Was versteht man darunter?

Regenwasserbehandlung – eine Maßnahme für die stoffliche Trennung von belastetem Regenwasser. Diese Belastung setzt sich aus zwei Komponenten zusammen, einer globalen Verschmutzung, welche überregional (durch Industrie, Verkehr etc.) besteht, aber auch regional aus dem direkten Einzugegebiet (Tropfverluste von Ölen, Abrieb von Bremsbelägen).

Abflüsse von Dachflächen in reinen Wohngebieten haben den geringsten Eintrag von Stoffen im Regenabfluss.
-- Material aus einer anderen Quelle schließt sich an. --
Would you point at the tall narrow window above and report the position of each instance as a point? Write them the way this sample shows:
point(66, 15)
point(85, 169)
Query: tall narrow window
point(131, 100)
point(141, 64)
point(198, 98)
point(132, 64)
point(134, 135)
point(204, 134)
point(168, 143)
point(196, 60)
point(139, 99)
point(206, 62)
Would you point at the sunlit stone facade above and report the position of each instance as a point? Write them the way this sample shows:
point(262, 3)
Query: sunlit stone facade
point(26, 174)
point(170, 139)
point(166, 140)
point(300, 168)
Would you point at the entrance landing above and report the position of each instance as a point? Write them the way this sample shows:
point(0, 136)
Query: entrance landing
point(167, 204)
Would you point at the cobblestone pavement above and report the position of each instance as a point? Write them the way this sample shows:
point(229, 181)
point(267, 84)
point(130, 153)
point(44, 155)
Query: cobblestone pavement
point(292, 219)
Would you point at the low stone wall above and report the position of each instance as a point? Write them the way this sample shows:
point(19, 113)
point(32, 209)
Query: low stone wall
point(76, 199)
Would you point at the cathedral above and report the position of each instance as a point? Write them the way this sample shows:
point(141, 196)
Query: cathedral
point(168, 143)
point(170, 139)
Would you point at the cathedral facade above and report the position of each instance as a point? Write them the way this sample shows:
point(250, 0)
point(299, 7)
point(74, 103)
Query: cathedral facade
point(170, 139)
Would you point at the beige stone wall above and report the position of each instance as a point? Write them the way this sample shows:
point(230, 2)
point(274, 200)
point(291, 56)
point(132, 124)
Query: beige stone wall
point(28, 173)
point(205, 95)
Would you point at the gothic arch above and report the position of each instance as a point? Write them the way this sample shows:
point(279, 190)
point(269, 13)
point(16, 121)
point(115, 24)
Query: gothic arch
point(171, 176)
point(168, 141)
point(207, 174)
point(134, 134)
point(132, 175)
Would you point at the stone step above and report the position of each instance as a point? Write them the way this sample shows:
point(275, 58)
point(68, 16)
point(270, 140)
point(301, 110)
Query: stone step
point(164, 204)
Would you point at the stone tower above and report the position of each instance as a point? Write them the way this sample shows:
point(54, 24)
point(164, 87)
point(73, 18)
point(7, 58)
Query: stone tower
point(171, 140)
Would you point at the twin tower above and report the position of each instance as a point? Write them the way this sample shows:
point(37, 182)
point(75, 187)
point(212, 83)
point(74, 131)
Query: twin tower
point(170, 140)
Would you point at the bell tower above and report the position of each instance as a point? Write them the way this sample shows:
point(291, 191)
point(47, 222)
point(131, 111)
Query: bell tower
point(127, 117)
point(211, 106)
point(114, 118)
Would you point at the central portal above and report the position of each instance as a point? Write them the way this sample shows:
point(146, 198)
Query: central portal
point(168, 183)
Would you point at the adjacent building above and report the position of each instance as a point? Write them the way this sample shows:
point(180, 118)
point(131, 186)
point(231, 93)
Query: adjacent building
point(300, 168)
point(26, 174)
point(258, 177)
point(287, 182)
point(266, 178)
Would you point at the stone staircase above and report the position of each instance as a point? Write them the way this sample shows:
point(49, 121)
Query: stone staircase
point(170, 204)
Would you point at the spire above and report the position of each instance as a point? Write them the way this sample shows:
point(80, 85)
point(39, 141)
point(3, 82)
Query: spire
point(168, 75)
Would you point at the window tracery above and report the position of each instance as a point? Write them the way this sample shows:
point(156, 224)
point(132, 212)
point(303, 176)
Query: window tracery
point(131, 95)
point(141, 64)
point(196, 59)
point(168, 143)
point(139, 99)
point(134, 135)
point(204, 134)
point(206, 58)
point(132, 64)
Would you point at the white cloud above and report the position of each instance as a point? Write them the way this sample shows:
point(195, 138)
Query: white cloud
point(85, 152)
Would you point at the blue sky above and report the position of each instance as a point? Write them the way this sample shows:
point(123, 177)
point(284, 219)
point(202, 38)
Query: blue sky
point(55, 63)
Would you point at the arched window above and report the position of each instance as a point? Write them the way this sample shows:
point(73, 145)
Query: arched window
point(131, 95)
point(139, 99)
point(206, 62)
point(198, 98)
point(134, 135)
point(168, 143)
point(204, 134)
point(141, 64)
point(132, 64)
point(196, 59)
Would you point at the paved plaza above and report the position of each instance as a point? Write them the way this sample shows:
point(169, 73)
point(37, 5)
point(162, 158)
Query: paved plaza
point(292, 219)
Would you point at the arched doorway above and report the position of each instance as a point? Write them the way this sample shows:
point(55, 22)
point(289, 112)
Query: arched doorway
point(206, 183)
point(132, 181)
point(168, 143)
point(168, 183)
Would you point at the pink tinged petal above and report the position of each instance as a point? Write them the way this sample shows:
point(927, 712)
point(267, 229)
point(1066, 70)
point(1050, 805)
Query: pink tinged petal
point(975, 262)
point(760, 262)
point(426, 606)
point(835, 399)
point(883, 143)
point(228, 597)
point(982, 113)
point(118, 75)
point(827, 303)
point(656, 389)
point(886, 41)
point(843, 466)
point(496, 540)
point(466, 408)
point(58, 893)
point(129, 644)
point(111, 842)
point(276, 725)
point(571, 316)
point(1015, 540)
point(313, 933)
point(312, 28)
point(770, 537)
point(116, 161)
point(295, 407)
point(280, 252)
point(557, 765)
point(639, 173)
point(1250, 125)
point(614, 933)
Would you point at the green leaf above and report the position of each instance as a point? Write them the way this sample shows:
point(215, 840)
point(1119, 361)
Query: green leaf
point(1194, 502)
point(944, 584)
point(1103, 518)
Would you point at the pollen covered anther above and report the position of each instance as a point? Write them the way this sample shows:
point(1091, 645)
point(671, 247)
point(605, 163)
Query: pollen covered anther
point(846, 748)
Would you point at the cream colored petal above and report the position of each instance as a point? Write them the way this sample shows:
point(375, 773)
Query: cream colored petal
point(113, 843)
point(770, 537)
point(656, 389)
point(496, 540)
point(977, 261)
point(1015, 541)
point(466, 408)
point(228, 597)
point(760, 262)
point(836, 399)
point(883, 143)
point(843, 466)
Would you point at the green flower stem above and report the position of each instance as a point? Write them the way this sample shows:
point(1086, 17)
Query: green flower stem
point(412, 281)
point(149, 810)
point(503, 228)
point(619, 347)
Abflüsse von Verkehrsflächen weisen höhere Schadstoffgehalte auf. Grundsätzlich werden Regenabflüsse in drei Kaegorien unterteilt:

Abflüsse der Kategorie 1 gelten als unbelastet, nicht behandlungsbedürftig und stammen z.B. von Dachflächen in Wohngebieten, Radwegen und Straßen mit geringer Verkehrsbelastung > 300 Kraftfahrzeuge am Tag.

Abflüsse der Kategorie 2 gelten als schwach belastet und stammen z.B. von befestigten Flächen mit schwachem KFZ-Verkehr, z.b. Wohnstraßen, sowie Zufahrten zu Sammelgaragen, zwischengemeindliche Straßen und Wege, sowie hof- und Verkehrsflächen von Mischgebieten.

Abflüsse der Kategorie 3 gelten als stark belastet und stammen z.B. von Flächen mit starkem KFZ-Verkehr, Hauptverkehrsstraßen, Fernstraßen sowie Großparkplätzen. Weiterhin Metalldächer aus Kupfer, Zink und Blei.

Die weiteren Informationen zum Thema Regenwasserbehandlung finden Sie hier.

Regenabflüsse von Verkehrsflächen
Regenabflüsse von Verkehrsflächen sind hochgradig verschmutzt.
Kurz zusammengefasst!

Was bedeutet Regenwasserbehandlung?

Damit bezeichnet man eine Maßnahme, um belastetes Regenwasser von unreinen Stoffen zu trennen. Die Schadstoffe entstehen durch Abflüsse und man unterscheidet diese in 3 Kategorien. Abflüsse der Kategorie 1 stammen z.B. von Dachflächen und gelten als unbelastet. Kategorie 2 sind schwach belastete Abflüsse von Flächen mit leichtem KFZ-Verkehr. Die stark belasteten Abflüsse der Kategorie 3 stammen von starkem KFZ-Verkehr, Fernstraßen oder bestimmen Metalldächern.